Tank Pond giants show up on Day Three

Fish tales do come true on Tank Pond.

NEW ORLEANS — The locals told tales of 30-pound limits. KVD said he had a 9-pounder in practice. Federation Nation qualifier Sean Alvarez reported losing a near double-digit giant on the first day of competition.

But it wasn't until the final day of the 2011 Bassmaster Classic that the allegations and stories could be turned into historical fact as the big bass that fishermen dream of showed up in numbers.

There was an inkling on Day Two that this would happen when Russ Lane, who'd put up a goose egg on Friday, went from zero to hero when he brought a 7-12 big fish to the scales. That dwarfed the sizeable but more pedestrian big fish on Friday, a 5-9 largemouth that Day One leader Aaron Martens brought to the scales.

Sunday the big girls truly showed up to play. Brandon Palaniuk caught a 7-13 that would have taken big bass honors on either of the first two days, but it wasn't even the second biggest bass. It paled in comparison to the 8-4 that Derek Remitz landed early in the morning and was dwarfed by Boyd Duckett's 8-15. Duckett had another fish in his creel that appeared almost as big. He fished a few hundred yards away from VanDam, Martens, Scott Rook and Remitz, and believes that he might have intercepted the big fish on the way to where the others sat.

"A lot of big ones were caught on the outside edge," he said. "Today was the type of day that they moved." He generated reaction strikes with a green pumpkin chatterbait, then followed up with a Berkley Pit Boss. It was the soft plastic that produced the near 9-pounder.

Remitz caught his big fish on a Lucky Craft RC 1.5 crankbait. At first he thought he'd snagged a wad of grass, but when the "grass" started to move, he uttered a few choice words and got to work. "The fish ate it so good that it had it down in its crushers almost," he said.

But it wasn't just a few stray giants that showed up. Defying conventional wisdom that the Tank Pond area would prove too crowded to sustain three days of quality limits for multiple anglers, weights generally went up in there. Going into Sunday, the biggest limit weighed in was Kevin VanDam's 22-8 on Saturday. On Sunday, VanDam and four others fishing within sight of him topped that mark. Apparently, rumors of the Tank Pond's presumed demise were greatly exaggerated.

The biggest bag of the day, and of the tournament, was caught by Duckett, who by any conceivable measure had a career day. Remitz had 26-5, second-place finisher Aaron Martens had 25-14 and Federation Nation qualifier Palaniuk weighed in 22-15. VanDam's one day weight of 28-0 fell short of Duckett's 28-13, but he'd built up enough of a lead heading into the final day so that his "undersized" sack was still enough to claim the title.

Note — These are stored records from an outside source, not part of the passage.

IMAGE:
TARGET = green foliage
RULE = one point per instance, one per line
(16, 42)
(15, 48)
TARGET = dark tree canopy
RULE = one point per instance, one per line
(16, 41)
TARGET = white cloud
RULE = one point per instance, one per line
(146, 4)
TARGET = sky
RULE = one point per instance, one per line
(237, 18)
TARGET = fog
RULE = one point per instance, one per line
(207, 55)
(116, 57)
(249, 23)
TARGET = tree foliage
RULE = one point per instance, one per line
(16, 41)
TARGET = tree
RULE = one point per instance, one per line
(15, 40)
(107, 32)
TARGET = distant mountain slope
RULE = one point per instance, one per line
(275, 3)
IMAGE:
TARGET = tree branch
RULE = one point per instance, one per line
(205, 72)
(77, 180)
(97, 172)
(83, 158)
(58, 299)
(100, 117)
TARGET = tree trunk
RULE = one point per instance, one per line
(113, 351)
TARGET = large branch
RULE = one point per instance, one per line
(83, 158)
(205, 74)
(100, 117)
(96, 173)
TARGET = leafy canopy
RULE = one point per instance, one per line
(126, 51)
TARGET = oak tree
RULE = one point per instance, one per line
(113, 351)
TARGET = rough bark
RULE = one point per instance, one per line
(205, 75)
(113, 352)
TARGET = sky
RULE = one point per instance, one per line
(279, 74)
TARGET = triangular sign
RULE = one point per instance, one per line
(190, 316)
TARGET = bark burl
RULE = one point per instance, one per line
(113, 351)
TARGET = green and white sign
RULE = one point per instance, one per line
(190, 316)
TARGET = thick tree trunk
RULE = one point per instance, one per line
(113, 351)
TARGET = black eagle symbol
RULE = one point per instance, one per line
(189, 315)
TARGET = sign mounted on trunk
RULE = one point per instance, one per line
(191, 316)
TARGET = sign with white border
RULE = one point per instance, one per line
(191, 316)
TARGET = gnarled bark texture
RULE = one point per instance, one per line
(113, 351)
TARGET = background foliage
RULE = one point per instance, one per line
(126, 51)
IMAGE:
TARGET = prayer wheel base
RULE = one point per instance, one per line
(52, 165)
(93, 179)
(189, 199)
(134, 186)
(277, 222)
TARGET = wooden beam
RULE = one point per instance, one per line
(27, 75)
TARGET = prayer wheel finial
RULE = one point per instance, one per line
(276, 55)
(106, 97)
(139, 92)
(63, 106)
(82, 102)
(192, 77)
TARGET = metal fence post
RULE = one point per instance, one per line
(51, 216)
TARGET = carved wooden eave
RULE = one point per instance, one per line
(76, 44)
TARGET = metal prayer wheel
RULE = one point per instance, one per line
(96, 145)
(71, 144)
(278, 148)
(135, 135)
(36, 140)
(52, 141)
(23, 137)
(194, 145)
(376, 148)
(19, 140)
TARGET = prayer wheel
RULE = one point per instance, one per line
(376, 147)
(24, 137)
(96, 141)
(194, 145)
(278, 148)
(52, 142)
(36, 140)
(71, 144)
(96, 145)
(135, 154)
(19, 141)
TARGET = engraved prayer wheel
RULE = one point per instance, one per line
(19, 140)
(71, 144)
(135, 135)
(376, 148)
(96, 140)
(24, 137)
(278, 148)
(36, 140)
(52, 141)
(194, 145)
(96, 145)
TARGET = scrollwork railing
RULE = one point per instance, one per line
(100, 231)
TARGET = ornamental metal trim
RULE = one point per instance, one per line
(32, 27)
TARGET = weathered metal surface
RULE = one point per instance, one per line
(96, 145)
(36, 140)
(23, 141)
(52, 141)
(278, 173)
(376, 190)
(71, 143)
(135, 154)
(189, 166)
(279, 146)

Duckett said that never in his wildest dreams could he have imagined that he'd weigh in 28-13 on the final day of a Bassmaster Classic and not take home his second trophy. VanDam's three-day total of 69-11 was built on the backs of fish that he described as wider than they are long.

Still, he had no doubt of the big fish potential in that small portion of the Tank Pond. "There are more 10-pounders swimming in that bay right now than in any other lake in the country," he said. He offered no concrete proof of that assertion other than a trophy, giving that statement instant credibility.